Das dafür ausschlaggebende Urteil des Bundesverfassungsgerichts wird von Rechtsexperten begrüßt. “Ich schätze es als sehr positiv und weiterführend ein, denn es macht der Politik klare Vorgaben, dies insbesondere in zeitlicher Hinsicht, lässt ihr aber zugleich die nötigen Spielräume, um Notsituationen entschlossen entgegenzutreten, sagte Professor Dr. Markus Heintzen, Fachbereich Rechtswissenschaft an der Freien Universität Berlin auf Anfrage. Wichtige sind ihm dabei drei Aspekte: Zum einen, dass "Notsituation" ein juristischer Begriff ist und daher keine politische Ermessensfrage. Zweitens, dass es zeitliche Schranken gibt. "Es ist unzulässig, in einem Jahr, in dem eine Notsituation gegeben ist, Kredite für die Zeit danach aufzunehmen", erklärte Heintzen. Und letzter Punkt: All das gilt für "nichtrechtsfähige Sondervermögen, also Nebenhaushalte neben dem Haushalt."

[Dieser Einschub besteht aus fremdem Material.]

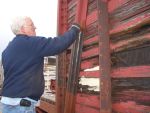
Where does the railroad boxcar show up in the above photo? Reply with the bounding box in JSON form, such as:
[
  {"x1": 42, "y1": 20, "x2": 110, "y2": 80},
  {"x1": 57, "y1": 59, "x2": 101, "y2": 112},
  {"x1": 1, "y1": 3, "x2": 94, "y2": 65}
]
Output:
[{"x1": 36, "y1": 0, "x2": 150, "y2": 113}]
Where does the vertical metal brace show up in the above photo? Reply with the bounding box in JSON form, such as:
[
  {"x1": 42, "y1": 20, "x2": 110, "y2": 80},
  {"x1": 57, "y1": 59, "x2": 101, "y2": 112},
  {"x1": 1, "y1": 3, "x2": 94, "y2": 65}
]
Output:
[
  {"x1": 97, "y1": 0, "x2": 112, "y2": 113},
  {"x1": 56, "y1": 0, "x2": 68, "y2": 113},
  {"x1": 64, "y1": 0, "x2": 88, "y2": 113}
]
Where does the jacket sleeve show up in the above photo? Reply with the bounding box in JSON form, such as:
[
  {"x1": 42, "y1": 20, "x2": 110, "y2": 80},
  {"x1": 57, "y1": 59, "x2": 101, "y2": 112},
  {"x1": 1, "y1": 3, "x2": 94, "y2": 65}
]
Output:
[{"x1": 36, "y1": 27, "x2": 80, "y2": 57}]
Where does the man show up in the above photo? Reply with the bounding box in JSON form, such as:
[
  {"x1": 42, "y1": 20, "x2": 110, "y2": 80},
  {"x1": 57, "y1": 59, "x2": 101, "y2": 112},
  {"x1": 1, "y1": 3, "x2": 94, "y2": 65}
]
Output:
[{"x1": 1, "y1": 17, "x2": 80, "y2": 113}]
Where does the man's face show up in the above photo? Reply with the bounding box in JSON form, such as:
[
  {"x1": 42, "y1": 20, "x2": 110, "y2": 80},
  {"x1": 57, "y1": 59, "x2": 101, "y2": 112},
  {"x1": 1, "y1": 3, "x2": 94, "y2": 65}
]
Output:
[{"x1": 22, "y1": 18, "x2": 36, "y2": 36}]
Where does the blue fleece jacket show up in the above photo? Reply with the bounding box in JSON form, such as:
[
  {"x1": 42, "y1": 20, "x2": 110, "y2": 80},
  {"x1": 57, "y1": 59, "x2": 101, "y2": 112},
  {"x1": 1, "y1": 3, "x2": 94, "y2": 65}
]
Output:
[{"x1": 2, "y1": 27, "x2": 79, "y2": 100}]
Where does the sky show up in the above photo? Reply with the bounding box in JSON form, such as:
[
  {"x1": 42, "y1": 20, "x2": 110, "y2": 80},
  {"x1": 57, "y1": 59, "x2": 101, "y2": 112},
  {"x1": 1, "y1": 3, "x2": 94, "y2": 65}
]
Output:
[{"x1": 0, "y1": 0, "x2": 58, "y2": 56}]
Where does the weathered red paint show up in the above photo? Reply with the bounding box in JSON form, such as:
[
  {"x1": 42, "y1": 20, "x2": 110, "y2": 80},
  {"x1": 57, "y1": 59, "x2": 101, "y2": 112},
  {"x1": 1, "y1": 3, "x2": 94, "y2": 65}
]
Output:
[
  {"x1": 86, "y1": 10, "x2": 98, "y2": 26},
  {"x1": 108, "y1": 0, "x2": 130, "y2": 12},
  {"x1": 80, "y1": 70, "x2": 101, "y2": 78},
  {"x1": 82, "y1": 48, "x2": 99, "y2": 59},
  {"x1": 37, "y1": 0, "x2": 150, "y2": 113},
  {"x1": 111, "y1": 66, "x2": 150, "y2": 78},
  {"x1": 110, "y1": 13, "x2": 150, "y2": 35},
  {"x1": 76, "y1": 93, "x2": 99, "y2": 109},
  {"x1": 81, "y1": 57, "x2": 99, "y2": 70},
  {"x1": 112, "y1": 101, "x2": 150, "y2": 113}
]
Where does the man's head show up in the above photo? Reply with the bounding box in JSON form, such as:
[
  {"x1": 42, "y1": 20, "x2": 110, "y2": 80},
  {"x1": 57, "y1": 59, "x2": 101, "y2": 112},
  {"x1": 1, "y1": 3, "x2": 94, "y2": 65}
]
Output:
[{"x1": 11, "y1": 17, "x2": 36, "y2": 36}]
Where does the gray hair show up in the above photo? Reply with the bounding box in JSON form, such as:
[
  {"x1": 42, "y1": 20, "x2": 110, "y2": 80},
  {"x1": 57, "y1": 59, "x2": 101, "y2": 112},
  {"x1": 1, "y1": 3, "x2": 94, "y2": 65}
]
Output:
[{"x1": 11, "y1": 16, "x2": 29, "y2": 35}]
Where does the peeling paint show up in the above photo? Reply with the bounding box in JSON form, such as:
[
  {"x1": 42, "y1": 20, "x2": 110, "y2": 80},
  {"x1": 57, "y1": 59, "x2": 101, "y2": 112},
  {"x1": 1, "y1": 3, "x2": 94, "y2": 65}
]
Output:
[
  {"x1": 79, "y1": 77, "x2": 100, "y2": 92},
  {"x1": 84, "y1": 66, "x2": 99, "y2": 71}
]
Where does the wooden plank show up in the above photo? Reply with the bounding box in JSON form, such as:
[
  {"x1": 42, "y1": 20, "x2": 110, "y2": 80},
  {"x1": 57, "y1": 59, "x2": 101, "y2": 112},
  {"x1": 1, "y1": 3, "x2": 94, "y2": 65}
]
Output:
[
  {"x1": 112, "y1": 101, "x2": 150, "y2": 113},
  {"x1": 80, "y1": 70, "x2": 100, "y2": 77},
  {"x1": 75, "y1": 104, "x2": 99, "y2": 113},
  {"x1": 109, "y1": 0, "x2": 150, "y2": 26},
  {"x1": 108, "y1": 0, "x2": 130, "y2": 12},
  {"x1": 112, "y1": 77, "x2": 150, "y2": 113},
  {"x1": 80, "y1": 57, "x2": 99, "y2": 70},
  {"x1": 111, "y1": 66, "x2": 150, "y2": 78},
  {"x1": 86, "y1": 10, "x2": 98, "y2": 26},
  {"x1": 109, "y1": 13, "x2": 150, "y2": 35},
  {"x1": 39, "y1": 100, "x2": 56, "y2": 113},
  {"x1": 82, "y1": 47, "x2": 99, "y2": 59},
  {"x1": 76, "y1": 93, "x2": 100, "y2": 107}
]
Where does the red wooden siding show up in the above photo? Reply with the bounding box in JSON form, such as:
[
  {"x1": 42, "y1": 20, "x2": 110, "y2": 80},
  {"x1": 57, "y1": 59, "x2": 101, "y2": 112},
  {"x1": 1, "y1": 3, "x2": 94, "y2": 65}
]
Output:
[{"x1": 57, "y1": 0, "x2": 150, "y2": 113}]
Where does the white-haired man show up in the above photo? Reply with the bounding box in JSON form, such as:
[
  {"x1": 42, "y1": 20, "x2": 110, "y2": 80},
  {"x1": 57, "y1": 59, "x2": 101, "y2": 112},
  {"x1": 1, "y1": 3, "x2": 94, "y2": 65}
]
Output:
[{"x1": 1, "y1": 17, "x2": 80, "y2": 113}]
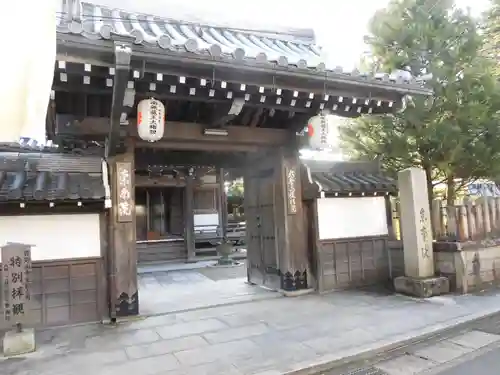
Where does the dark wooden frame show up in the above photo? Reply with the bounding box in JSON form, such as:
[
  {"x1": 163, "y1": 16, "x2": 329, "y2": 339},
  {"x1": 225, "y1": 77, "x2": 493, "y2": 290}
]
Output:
[{"x1": 0, "y1": 212, "x2": 109, "y2": 329}]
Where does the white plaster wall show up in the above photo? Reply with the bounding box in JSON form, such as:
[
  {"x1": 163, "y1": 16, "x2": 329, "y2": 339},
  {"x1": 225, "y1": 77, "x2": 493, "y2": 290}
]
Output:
[
  {"x1": 0, "y1": 0, "x2": 57, "y2": 142},
  {"x1": 0, "y1": 214, "x2": 101, "y2": 261},
  {"x1": 318, "y1": 197, "x2": 389, "y2": 240}
]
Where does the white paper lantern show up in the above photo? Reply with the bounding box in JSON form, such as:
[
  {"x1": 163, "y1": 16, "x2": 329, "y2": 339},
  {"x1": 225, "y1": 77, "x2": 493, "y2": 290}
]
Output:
[
  {"x1": 137, "y1": 98, "x2": 165, "y2": 142},
  {"x1": 307, "y1": 114, "x2": 338, "y2": 150}
]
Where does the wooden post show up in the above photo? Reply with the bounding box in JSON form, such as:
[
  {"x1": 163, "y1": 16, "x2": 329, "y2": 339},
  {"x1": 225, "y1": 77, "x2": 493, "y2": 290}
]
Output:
[
  {"x1": 479, "y1": 197, "x2": 491, "y2": 237},
  {"x1": 488, "y1": 197, "x2": 498, "y2": 233},
  {"x1": 385, "y1": 195, "x2": 397, "y2": 240},
  {"x1": 184, "y1": 168, "x2": 196, "y2": 262},
  {"x1": 493, "y1": 197, "x2": 500, "y2": 233},
  {"x1": 458, "y1": 204, "x2": 469, "y2": 241},
  {"x1": 474, "y1": 199, "x2": 484, "y2": 238},
  {"x1": 108, "y1": 142, "x2": 139, "y2": 318},
  {"x1": 217, "y1": 168, "x2": 227, "y2": 238}
]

Ähnlich argumentiert auch Professor Dr. Henning Tappe von der Universität Trier: "Das Bundesverfassungsgericht hat erstmals zur neuen Schuldenbremse und hier zur Ausnahme im Falle von Naturkatastrophen oder außergewöhnlichen Notsituationen entschieden", sagte er auf Anfrage. Dabei sei festgestellt worden, dass es nicht nur ein sachliche, sondern auch eine zeitliche Komponente geben müsse. Bedeutet: Der Beschluss über die Notlage sei jährlich fortzuschreiben. "Das war zwar nicht völlig überraschend, aber schon eine gewisse Neuerung", so der Professor für Öffentliches Recht, deutsches und internationales Finanz- und Steuerrecht. Tappe erklärte weiter, dass Sondervermögen überjährig Geld bereitstellten und so ein "Parken" von Krediten ermöglichten. Der Vorteil: die daraus gewonnen Planungssicherheit. Der Nachteil: der geschwächte Ausnahmecharakter der Notlage. "Dies hat das BVerfG zu Recht angemahnt. Speziell das Parken von 'Corona-Krediten' in 'Klima-Fonds' ist natürlich besonders erklärungsbedürftig", so Tappe gegenüber "Forschung & Lehre".